I'd like to forget Leicester but it wouldn't be right. A win here could really have changed things but a missed penalty followed by a Leicester winner less than a minute later left us all stunned and all but accepting our fate.
They always say that ending a season on a positive is a potential pointer to a good season to come. Two years ago we collected seven points from our last three games and then went on to win promotion.
We've done just that again although I suppose the win at Hull can almost be discounted on the basis that it's what we always seem to do. But to end the season with one of those rarities called a win at Villa was a nice way to go out even if there was bad news to follow with yet another cruciate, this time Barnes the victim.
Five years ago you could hardly suggest things were harmonious at Turf Moor after we'd suffered relegation under Brian Laws. The fans didn't want the former Claret as manager and at least one player has admitted that they just about downed tools.

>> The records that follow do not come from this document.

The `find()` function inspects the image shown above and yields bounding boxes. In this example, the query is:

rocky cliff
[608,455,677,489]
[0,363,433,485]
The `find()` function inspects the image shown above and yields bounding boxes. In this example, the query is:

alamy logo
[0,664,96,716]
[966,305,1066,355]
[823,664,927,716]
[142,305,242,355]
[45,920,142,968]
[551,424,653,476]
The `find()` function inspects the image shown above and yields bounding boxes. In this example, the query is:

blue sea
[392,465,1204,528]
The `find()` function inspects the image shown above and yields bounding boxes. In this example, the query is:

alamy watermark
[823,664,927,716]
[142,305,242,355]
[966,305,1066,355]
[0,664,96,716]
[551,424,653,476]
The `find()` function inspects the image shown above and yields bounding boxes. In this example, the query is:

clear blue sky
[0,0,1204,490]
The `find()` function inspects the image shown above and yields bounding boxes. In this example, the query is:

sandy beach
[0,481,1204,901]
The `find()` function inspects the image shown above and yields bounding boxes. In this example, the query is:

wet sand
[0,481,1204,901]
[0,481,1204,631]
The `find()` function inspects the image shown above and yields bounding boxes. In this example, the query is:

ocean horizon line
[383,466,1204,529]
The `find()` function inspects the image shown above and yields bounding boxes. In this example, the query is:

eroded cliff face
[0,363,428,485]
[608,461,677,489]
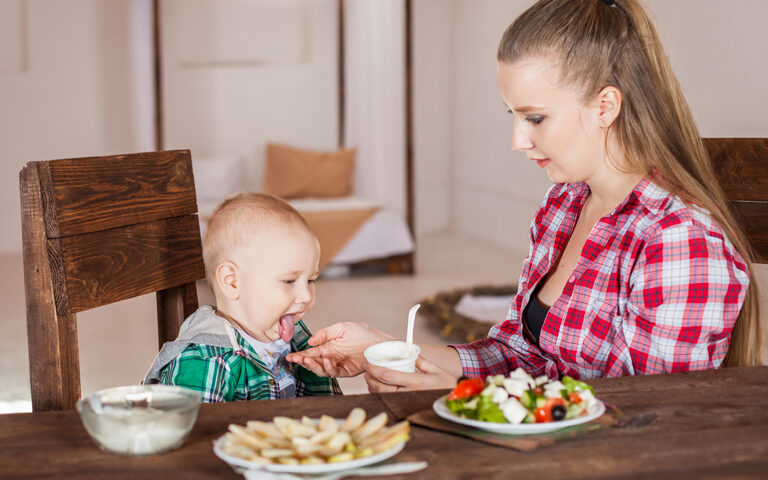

We've gone down again and this time we've gone down with a manager who only a foolish few would like to see leave. It says something for a manager who takes a team down and gets the sort of ovation he got at the end of the last game.
We've got a manager who, although surely frustrated at not being able to bring some players in that he'd targeted, is fully behind the club's plans and has certainly played a massive role in what we hope will finally give us a state of the art training ground at Gawthorpe.
It's back to the Championship next season, back to 46 league games and a few midweeks thrown in. It will be our 16th consecutive season in the top two divisions. I reckon that, for a club who had languished down below for most of the previous twenty years, is something to shout about.
Onwards and upwards as our manager would say.